Furthermore, B. Michel et al. of IBM's Zurich Research Laboratory have proposed a high resolution power lithography technique that uses PDMS and reported that according to the technique the resolution power of several tens nanometers could be obtained. A detailed explanatory article is described in IBM J. REV. & DEV., VOL. 45 No. 5 Sep. 2001.
Thus, the soft lithography technique and capillary micro-molding method that use PDMS are recently gathering attention as nano-technology primarily in USA.

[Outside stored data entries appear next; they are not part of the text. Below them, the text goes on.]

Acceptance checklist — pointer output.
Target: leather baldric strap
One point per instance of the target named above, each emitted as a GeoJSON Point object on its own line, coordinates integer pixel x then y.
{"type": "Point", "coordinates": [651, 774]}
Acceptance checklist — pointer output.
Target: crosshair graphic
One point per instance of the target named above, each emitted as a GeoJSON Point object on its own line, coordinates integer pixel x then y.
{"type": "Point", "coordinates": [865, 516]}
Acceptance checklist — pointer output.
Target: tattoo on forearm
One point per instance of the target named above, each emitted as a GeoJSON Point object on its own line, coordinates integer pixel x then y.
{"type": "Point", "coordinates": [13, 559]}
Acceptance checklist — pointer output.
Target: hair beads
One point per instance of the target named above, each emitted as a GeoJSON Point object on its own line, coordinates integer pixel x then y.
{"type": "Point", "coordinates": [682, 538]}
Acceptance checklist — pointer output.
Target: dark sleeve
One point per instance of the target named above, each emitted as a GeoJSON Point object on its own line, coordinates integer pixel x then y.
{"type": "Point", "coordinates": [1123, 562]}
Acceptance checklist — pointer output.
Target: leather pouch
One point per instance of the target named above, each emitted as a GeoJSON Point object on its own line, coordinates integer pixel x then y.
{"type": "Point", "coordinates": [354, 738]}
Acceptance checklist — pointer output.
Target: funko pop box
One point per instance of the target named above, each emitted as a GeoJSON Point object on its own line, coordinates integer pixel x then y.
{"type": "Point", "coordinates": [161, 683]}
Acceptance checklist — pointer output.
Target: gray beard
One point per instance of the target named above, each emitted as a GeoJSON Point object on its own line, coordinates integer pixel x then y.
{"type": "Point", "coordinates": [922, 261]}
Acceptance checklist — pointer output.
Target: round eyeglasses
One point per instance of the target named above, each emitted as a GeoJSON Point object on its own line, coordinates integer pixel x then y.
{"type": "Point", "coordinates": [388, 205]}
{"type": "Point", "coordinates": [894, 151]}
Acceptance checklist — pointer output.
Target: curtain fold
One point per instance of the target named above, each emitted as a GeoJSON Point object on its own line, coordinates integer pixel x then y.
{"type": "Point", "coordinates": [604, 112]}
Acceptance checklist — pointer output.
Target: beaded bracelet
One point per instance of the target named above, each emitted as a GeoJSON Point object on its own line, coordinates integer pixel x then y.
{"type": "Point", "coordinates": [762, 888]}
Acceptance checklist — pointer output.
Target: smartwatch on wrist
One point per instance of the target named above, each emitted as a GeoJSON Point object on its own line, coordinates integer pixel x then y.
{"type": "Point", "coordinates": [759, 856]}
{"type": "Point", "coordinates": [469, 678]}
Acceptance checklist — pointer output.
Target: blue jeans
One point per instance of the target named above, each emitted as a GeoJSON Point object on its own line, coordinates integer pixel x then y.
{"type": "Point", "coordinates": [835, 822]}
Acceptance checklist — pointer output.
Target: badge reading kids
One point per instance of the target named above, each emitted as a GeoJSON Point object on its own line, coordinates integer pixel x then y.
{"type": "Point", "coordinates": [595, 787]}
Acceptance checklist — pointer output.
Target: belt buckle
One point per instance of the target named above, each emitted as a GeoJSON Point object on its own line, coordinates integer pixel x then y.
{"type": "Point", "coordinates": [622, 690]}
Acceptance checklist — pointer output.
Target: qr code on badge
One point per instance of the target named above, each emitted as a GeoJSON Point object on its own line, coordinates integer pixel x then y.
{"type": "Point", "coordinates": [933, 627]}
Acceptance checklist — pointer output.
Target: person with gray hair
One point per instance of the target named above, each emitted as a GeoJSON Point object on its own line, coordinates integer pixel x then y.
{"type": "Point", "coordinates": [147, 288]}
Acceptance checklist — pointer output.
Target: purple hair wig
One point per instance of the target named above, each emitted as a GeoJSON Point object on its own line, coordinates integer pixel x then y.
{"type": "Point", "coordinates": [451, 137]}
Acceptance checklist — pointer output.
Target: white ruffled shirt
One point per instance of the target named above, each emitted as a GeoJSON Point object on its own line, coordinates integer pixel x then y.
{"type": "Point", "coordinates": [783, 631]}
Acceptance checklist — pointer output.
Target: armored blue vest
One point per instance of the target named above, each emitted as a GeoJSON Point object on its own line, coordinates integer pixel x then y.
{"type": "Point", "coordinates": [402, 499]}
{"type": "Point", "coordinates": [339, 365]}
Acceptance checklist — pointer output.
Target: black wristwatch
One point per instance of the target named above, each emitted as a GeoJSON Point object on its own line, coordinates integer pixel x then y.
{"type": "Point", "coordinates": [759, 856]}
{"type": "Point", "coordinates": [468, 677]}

However, when an optical waveguide is prepared by use of the micro-molding method as mentioned above, making the volume contraction rate smaller during the curing (that is, making the transmission loss smaller) and lowering the viscosity of a filling liquid (monomer or the like) to realize easy filling cannot be rendered compatible. Accordingly, when the transmission loss is preferentially made smaller, since the viscosity of the filling liquid cannot be reduced to a certain limit or less, the filling speed becomes slower, and the mass-production cannot be expected. Furthermore, the micro-molding method presumes the use of a glass or silicon substrate as the substrate, that is, a flexible film material is not considered to use.
It is desired from a viewpoint of expanding applications to expand the degree of freedom of selection of materials that can be used as the cladding film substrate. Furthermore, in the method of producing a polymer optical waveguide, as the core forming curable resin and the cladding layer forming curable resin, furthermore as an adhesive for adhering a cladding layer (cladding film) to a core formation surface, a UV curable resin, a heat-curable resin or the like are used; however, the UV curable resins and the heat-curable resins, depending on the kind thereof, are not necessarily sufficient in the adherence with the cladding film substrate. Accordingly, an improvement in adhesiveness of the cladding film substrate and a core and a cladding layer is also desired.
On the other hand, as the surface modification method of polymers, various methods have been known. Recently, JP-A Nos. 2002-365429 and 2002-146066 have proposed a method in which short wavelength UV light is irradiated on a surface of polymer to heighten the hydrophilicity thereof. JP-A No. 2002-365429 discloses a method in which UV light having a wavelength of 200 nm or less is irradiated on an adhesion surface of a transparent protective film for use in polarization plate that is adhered to a polarizer through an adhesive layer to increase the hydrophilicity of a surface of a protective film, and thereby improving an anchor effect with the polarizer that is hydrophilic. The use of a low-pressure mercury lamp and a xenon excimer lamp are shown as the UV treatment with a UV light source having a wavelength of 200 nm or less. Furthermore, JP-A No. 2002-146066 describes a method in which as a surface modification method (making hydrophilic) of a fluorinated polymer product, in the presence of water or water vapor, a vacuum UV fluorine laser having a wavelength of 157 nm is irradiated.
However, in JP-A Nos. 2002-365429 and 2002-146066, there are no suggestions of modifying a cladding film substrate and a template surface to improve the filling speed in the micro-molding method.